That is a claim presented at the beginning of the article. Through the end, if you read it, it is proven in benchmark that it is
not true (number of queues horizontally and time spent computing vertically - lower is better)
View attachment 67772
Maxwell is faster than GCN up to 32 queues, and it evens out with GCN to 128 queues, where GCN has same speed up to 128 queues.
It's also shown that with async shaders it's extremely important how they are compiled for each architecture.
Good find
@RejZoR
From
https://forum.beyond3d.com/posts/1870374/
For pure compute, AMD's compute latency (green color areas) rivals NVIDIA's compute latency (refer to the attached file).
http://www.overclock.net/t/1569897/...ingularity-dx12-benchmarks/1710#post_24368195
Here's what I think they did at Beyond3D:
- They set the amount of threads, per kernel, to 32 (they're CUDA programmers after-all).
- They've bumped the Kernel count to up to 512 (16,384 Threads total).

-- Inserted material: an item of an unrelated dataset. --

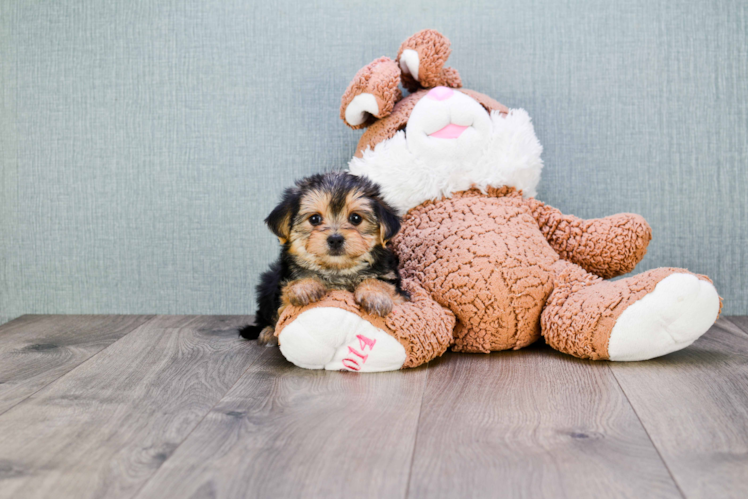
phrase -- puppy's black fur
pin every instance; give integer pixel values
(381, 263)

- They're scratching their heads wondering why the results don't make sense when comparing GCN to Maxwell 2
Here's why that's not how you code for GCN
Why?:
- Each CU can have 40 Kernels in flight (each made up of 64 threads to form a single Wavefront).
- That's 2,560 Threads total PER CU.
- An R9 290x has 44 CUs or the capacity to handle 112,640 Threads total.

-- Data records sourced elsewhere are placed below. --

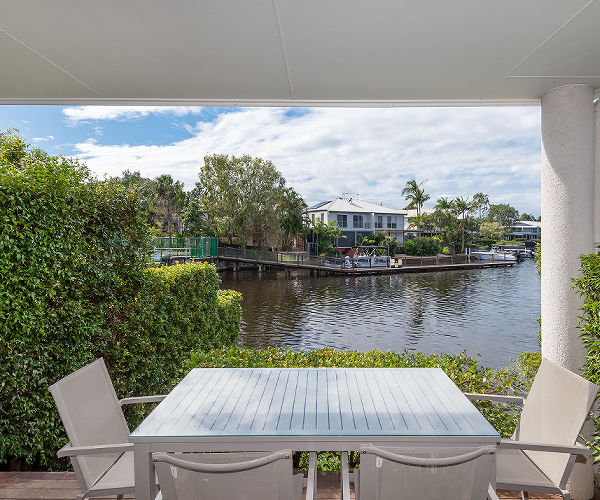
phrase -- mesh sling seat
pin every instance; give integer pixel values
(231, 476)
(542, 453)
(98, 434)
(451, 473)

If you load up GCN with Kernels made up of 32 Threads you're wasting resources. If you're not pushing GCN you're wasting compute potential. In slide number 4, it stipulates that latency is hidden by executing overlapping wavefronts. This is why GCN appears to have a high degree of latency but you can execute a ton of work on GCN without affected the latency. With Maxwell/2, latency rises up like a staircase with the more work you throw at it. I'm not sure if the folks at Beyond3D are aware of this or not.
Conclusion:
I think they geared this test towards nVIDIAs CUDA architectures and are wondering why their results don't make sense on GCN. If true... DERP! That's why I said the single Latency results don't matter. This test is only good if you're checking on Async functionality.
GCN was built for Parallelism, not serial workloads like nVIDIAs architectures. This is why you don't see GCN taking a hit with 512 Kernels.
What did Oxide do? They built two paths. One with Shaders Optimized for CUDA and the other with Shaders Optimized for GCN. On top of that GCN has Async working. Therefore it is not hard to determine why GCN performs so well in Oxide's engine. It's a better architecture if you push it and code for it. If you're only using light compute work, nVIDIAs architectures will be superior.
This means that the burden is on developers to ensure they're optimizing for both. In the past, this hasn't been the case. Going forward... I hope they do. As for GameWorks titles, don't count them being optimized for GCN. That's a given. Oxide played fair, others... might not.